Izrailev Sergei, Agrafiotis Dimitris K
3-Dimensional Pharmaceuticals, Inc., 8 Clarke Drive, Cranbury, NJ 08512, USA.
J Mol Graph Model. 2004 Mar;22(4):275-84. doi: 10.1016/j.jmgm.2003.10.001.
Feature selection is one of the most commonly used and reliable methods for deriving predictive quantitative structure-activity relationships (QSAR). Many feature selection algorithms are stochastic in nature and often produce different solutions depending on the initialization conditions.

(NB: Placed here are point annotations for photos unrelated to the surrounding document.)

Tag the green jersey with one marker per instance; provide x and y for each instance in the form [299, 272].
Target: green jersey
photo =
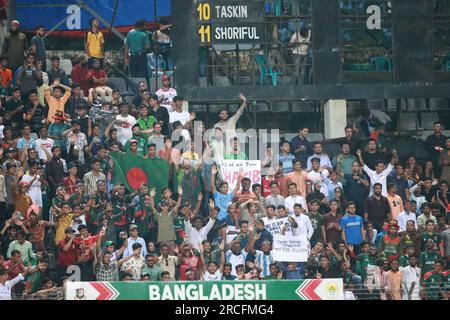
[154, 272]
[424, 236]
[426, 261]
[142, 145]
[434, 285]
[403, 261]
[146, 124]
[362, 261]
[178, 224]
[317, 222]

Because some features may be highly correlated, models that are based on different sets of descriptors may capture essentially the same information, however, such models are difficult to recognize. Here, we introduce a measure of similarity between QSAR models that captures the correlation between the underlying features. This measure can be used in conjunction with stochastic proximity embedding (SPE) or multi-dimensional scaling (MDS) to create a meaningful visual representation of structure-activity model space and aid in the post-processing and analysis of results of feature selection calculations.
特征选择是推导预测性定量构效关系(QSAR)最常用且可靠的方法之一。许多特征选择算法本质上是随机的,并且常常根据初始化条件产生不同的解决方案。由于某些特征可能高度相关,基于不同描述符集的模型可能捕获基本相同的信息,然而,此类模型很难识别。在此,我们引入一种QSAR模型之间的相似性度量,该度量捕获潜在特征之间的相关性。此度量可与随机近邻嵌入(SPE)或多维缩放(MDS)结合使用,以创建构效模型空间的有意义可视化表示,并有助于特征选择计算结果的后处理和分析。